Xref: utzoo comp.ai.neural-nets:947 alt.cyb-sys:26
Path: utzoo!attcan!utgpu!jarvis.csri.toronto.edu!mailrus!wuarchive!gem.mps.ohio-state.edu!rpi!leah!bingvaxu!cybsys
From: cybsys@bingvaxu.cc.binghamton.edu (CYBSYS-L Moderator)
Newsgroups: comp.ai.neural-nets,alt.cyb-sys
Subject: Re: Generalization Criteria
Message-ID: <2449@bingvaxu.cc.binghamton.edu>
Date: 20 Sep 89 12:49:58 GMT
References: <506@uvaee.ee.virginia.EDU> <2448@bingvaxu.cc.binghamton.edu>
Reply-To: cybsys@bingvaxu.cc.binghamton.edu (CYBSYS-L Moderator)
Organization: SUNY Binghamton, NY
Lines: 35

Really-From: Alex Martelli <AIBM002@ICINECA.BITNET>

     Training set and test set are not necessarily separate, i.e. you
may be using parts of the training set to look for "convergency" or
generality of the trained model.  E.g. assume that you have a system
which accepts a stream of data points, building an internal model such
that it gives a probability distribution for "value of next point
forthcoming": as the next point comes, first it evaluates its likelihood
and outputs a "current generality" measure, such as running perplexity
for the last 10 points, then it uses the value to update the training
of the internal model.  This is not philosophically very different
from training/test set duality, but it can be very practical, since
you judge model convergency to generalization, not from a single number
measuring generality, but from a time-varying measure of goodness of
fit with training-data-before-the-model-was-trained-on-them, and it may
be possible to use characteristics of this curve (it is flattening out
to some plateau?  is it going down steadily after a peak, thus I am
overtraining my model?  etc) to decide when training can stop.
I was introduced to this approach by Dr. Federik Jelinek of IBM Research
at Yorktown and his group, and I believe it is expounded in their
publications on IEEE Journal of Acoustics, Speech and Signal Processing
on speech recognition and language modeling.

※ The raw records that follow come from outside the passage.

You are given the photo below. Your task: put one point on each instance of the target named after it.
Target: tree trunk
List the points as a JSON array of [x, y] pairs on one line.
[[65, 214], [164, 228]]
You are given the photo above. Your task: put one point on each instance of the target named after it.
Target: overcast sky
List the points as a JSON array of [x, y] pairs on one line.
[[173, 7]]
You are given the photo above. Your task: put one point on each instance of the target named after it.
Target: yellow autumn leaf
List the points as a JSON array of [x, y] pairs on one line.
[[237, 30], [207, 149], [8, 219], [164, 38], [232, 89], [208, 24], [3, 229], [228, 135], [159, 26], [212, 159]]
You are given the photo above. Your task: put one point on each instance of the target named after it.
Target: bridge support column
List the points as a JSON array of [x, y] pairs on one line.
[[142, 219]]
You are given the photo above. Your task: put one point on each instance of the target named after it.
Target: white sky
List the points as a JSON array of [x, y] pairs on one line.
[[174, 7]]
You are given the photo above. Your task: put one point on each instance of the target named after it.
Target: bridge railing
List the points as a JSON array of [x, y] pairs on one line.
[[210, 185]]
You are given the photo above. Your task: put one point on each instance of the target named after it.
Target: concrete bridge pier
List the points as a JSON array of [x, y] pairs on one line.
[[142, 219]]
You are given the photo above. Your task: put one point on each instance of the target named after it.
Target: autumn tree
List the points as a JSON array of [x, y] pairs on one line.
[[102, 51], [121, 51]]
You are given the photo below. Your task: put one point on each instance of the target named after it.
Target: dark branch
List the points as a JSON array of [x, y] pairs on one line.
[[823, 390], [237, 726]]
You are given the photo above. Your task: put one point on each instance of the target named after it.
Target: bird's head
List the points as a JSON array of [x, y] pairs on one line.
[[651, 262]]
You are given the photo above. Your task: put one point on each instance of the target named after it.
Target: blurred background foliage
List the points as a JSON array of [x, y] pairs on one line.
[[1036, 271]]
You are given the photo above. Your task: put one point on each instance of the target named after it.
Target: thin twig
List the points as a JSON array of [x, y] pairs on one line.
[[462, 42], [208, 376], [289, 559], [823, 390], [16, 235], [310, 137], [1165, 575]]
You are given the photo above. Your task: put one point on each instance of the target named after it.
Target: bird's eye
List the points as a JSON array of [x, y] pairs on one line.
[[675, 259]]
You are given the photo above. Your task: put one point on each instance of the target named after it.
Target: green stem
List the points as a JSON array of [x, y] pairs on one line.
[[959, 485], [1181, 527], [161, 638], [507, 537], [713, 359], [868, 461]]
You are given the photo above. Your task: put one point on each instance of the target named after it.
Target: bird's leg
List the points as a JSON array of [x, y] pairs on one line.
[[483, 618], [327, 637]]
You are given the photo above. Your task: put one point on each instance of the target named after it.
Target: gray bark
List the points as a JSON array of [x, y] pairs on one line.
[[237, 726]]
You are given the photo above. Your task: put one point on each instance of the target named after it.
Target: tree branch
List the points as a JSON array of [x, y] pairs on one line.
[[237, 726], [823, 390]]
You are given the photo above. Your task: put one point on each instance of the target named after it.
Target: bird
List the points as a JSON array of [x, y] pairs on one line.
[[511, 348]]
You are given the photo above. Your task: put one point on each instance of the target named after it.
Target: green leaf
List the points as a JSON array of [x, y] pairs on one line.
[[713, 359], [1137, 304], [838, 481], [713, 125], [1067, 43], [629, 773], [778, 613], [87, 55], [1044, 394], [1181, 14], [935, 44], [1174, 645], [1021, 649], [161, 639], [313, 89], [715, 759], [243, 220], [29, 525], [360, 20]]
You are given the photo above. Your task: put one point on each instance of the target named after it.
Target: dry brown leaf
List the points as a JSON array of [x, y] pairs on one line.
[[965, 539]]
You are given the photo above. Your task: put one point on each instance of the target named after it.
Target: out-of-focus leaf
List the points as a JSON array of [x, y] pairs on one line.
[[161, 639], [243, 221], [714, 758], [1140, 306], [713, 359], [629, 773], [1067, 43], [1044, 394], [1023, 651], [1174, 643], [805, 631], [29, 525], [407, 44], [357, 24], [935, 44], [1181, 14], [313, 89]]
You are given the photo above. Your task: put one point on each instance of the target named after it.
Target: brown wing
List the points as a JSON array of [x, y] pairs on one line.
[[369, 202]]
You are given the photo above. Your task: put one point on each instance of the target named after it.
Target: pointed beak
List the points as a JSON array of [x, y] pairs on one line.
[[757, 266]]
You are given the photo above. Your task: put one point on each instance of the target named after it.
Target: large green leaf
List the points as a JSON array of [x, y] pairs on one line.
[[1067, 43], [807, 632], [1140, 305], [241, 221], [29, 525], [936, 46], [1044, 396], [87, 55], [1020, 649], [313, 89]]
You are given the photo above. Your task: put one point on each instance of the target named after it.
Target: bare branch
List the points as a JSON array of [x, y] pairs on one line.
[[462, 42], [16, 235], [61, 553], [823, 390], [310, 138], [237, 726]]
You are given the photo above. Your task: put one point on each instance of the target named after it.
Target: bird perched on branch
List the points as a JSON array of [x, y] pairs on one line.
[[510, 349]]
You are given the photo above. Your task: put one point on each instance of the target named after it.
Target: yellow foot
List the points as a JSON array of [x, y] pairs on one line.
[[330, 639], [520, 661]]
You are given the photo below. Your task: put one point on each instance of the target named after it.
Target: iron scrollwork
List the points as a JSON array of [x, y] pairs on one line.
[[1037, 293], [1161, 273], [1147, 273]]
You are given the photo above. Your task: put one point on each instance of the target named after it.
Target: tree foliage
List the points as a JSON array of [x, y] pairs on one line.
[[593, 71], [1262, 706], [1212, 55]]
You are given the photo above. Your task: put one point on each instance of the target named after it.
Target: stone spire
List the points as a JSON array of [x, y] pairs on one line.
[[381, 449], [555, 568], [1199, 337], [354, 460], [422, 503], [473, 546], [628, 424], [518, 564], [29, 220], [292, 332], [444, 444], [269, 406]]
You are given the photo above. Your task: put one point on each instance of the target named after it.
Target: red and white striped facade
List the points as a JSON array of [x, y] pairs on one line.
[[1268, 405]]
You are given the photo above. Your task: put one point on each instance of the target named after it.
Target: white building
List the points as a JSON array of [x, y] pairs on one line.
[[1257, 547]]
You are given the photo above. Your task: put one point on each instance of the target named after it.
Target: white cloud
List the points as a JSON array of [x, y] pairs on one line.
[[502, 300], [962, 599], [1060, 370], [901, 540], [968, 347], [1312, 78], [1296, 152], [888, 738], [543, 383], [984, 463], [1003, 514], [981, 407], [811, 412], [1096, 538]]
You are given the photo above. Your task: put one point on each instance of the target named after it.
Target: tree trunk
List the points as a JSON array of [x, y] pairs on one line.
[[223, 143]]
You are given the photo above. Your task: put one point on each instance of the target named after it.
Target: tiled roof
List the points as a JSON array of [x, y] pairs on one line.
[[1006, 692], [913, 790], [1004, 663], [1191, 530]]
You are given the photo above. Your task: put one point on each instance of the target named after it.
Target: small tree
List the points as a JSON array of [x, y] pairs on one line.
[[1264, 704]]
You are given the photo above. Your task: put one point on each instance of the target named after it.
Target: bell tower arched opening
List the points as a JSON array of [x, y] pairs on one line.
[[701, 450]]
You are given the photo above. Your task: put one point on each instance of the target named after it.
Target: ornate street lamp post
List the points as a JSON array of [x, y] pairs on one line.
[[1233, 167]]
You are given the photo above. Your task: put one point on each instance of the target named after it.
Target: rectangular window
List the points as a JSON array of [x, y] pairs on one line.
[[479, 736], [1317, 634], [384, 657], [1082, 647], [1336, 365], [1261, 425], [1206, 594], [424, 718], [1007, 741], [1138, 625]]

A philosophically different approach is to evaluate the amount of
information, as extracted from training data, that should be communicated
to a hypothetical receiver armed only with the bare structure of the
model to allow the model-as-trained to be reconstructed; weighing this
amount of information against the information needed to communicate the
data themselves given the model-as-trained (say with arithmetic or with
Huffman coding).  This also assumes a probabilistic model of course, and
like the first approach it has a strong flavor of information theory.
This idea was mentioned to me in a private note by Dr. Rissanen of IBM
Research at Almaden, but I don't know whether it has actually been tried
or it is "just" an idea; you could try contacting Dr. Rissanen himself
about this.